The most fun part of the game was having an injured hitter sitting next to us behind the plate. He cringed or moaned when his mates would watch strike one or strike two sail over the plate for a strike. Then swing at crap in the dirt for strike three. He also was annoyed at the hitter who worked a 3-0 count, watched a center-cut fastball, swung at a nice curve, then watched a low-90s fastball for a strike three.

By the ninth, we had built up a bit of a rapport (I thought), and noted a Cougars reliever threw one "at 93 or 94" to set up a strikeout. The guy heading for surgery then flashed me a "4", indicating 94. Players can be cool, and informative, in minor league settings, if you remember your place.

And that the player is working.

Back to Zastryzny. He pitched rather well in Boise and Kane County last year. I saw most of his Low-A strikeouts that night, and Tyler Skulina looked good as well. What the Cubs look to be amassing is a decent string of pitchers that could be valid options in the show, in not such a long time. Zastryzny could jump straight to Daytona in High-A, and that wouldn't be that much of an aggressive push.

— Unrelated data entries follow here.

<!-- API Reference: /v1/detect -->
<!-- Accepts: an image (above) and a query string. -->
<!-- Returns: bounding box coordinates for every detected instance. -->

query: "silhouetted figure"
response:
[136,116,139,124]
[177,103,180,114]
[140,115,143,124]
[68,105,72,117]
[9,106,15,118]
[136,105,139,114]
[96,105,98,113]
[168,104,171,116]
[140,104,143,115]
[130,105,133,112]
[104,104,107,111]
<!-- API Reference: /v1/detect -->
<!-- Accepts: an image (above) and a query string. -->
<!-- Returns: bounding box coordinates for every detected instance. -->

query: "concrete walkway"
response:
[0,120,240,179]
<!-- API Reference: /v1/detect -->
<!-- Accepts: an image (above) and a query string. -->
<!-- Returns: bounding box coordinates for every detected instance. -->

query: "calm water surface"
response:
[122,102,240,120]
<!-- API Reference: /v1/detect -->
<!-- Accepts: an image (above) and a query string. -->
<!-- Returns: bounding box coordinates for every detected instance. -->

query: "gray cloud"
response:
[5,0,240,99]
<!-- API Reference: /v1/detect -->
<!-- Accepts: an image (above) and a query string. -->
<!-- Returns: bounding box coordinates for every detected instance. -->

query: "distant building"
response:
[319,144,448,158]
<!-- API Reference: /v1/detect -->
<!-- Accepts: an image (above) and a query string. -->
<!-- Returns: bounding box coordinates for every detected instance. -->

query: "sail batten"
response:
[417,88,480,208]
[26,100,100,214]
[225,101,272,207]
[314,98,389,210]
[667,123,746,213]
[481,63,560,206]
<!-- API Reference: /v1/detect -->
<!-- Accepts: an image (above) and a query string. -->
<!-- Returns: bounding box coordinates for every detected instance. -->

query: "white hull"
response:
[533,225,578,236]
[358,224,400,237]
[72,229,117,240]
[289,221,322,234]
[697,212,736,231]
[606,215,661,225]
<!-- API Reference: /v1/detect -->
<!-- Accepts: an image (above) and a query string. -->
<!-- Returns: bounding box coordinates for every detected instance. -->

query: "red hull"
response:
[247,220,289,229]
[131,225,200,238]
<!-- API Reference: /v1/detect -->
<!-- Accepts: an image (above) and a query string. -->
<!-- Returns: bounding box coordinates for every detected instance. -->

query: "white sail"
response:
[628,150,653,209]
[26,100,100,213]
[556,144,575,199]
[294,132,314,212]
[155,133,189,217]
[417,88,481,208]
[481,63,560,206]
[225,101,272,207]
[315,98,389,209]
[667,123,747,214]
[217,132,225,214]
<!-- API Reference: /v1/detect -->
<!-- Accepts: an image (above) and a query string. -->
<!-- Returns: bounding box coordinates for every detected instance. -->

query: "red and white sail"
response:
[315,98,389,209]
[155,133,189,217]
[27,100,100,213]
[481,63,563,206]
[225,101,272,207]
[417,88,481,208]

The Cubs' org philosophy, starting with last season, appears to be something like this: If a pitcher has High-A talent/composure, that's where he'll go. If he doesn't, he'll start lower. For too long, the guys starting in a level were the best guys to put at that level. However, they were often outgunned there. Low-A pitching has been kind of brutal the last few years for the Cubs. There were bright spots, but the back ends of bullpen/rotation were a bit unreliable. Like in Wrigley.

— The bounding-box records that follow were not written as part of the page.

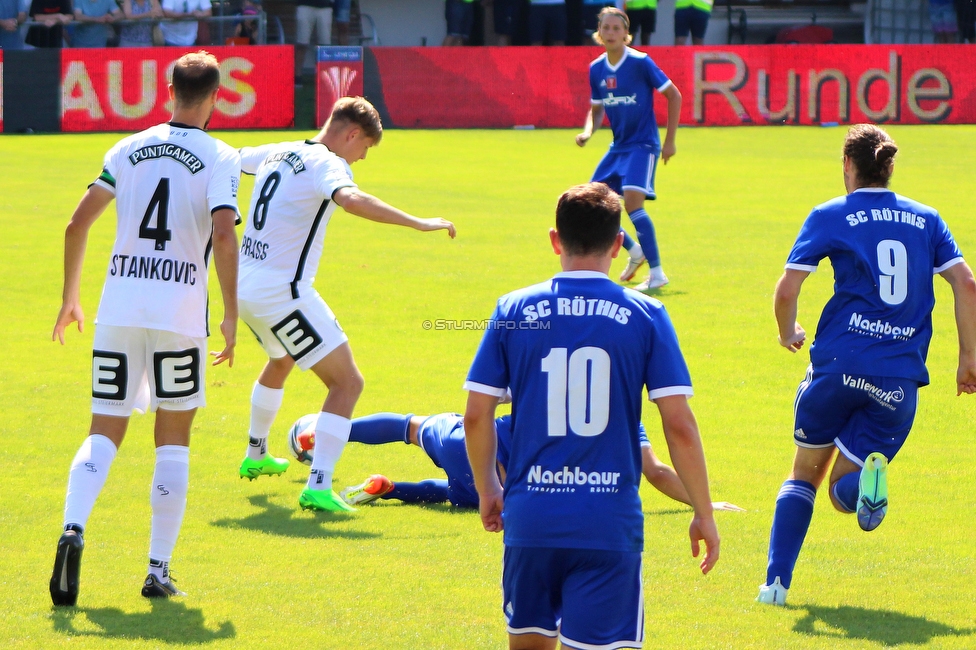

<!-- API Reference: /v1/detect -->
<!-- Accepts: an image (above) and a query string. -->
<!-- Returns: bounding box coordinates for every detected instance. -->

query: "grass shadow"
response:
[210,494,379,539]
[51,598,237,645]
[787,605,976,647]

If Rob Zastryzny is High-A quality for April, that's where he'll go. If not, he'll follow the Pierce Johnson flight plan, of starting in Low-A, and moving up as he's earned it. This premise seems a given, but a good system should have four (at least) level quality starting pitchers at every level. If they improve, that helps up the ladder. If they faceplant,then it doesn't.

Zastryzny looks like a starter. I'm guessing Kane County, as they can piggyback him (run out two starters over seven or eight innings) if they wish to watch his pitch count. For him, watch the W/K ratio. I don't have any intel that he'll be wild, but I'm not sure on his putaway pitches. He has changed speeds routinely, so his value isn't tied up in a radar gun reading. Keep it over 2/1, get him through the 2014 season healthy, and call it a win. I have no lefthanders rated higher than Zastryzny on the Zygote 50 (sixth among starting pitchers), so getting something from him would be really helpful. Top lefty, and most Z's. Here's hoping.

But it's not worth rushing him over.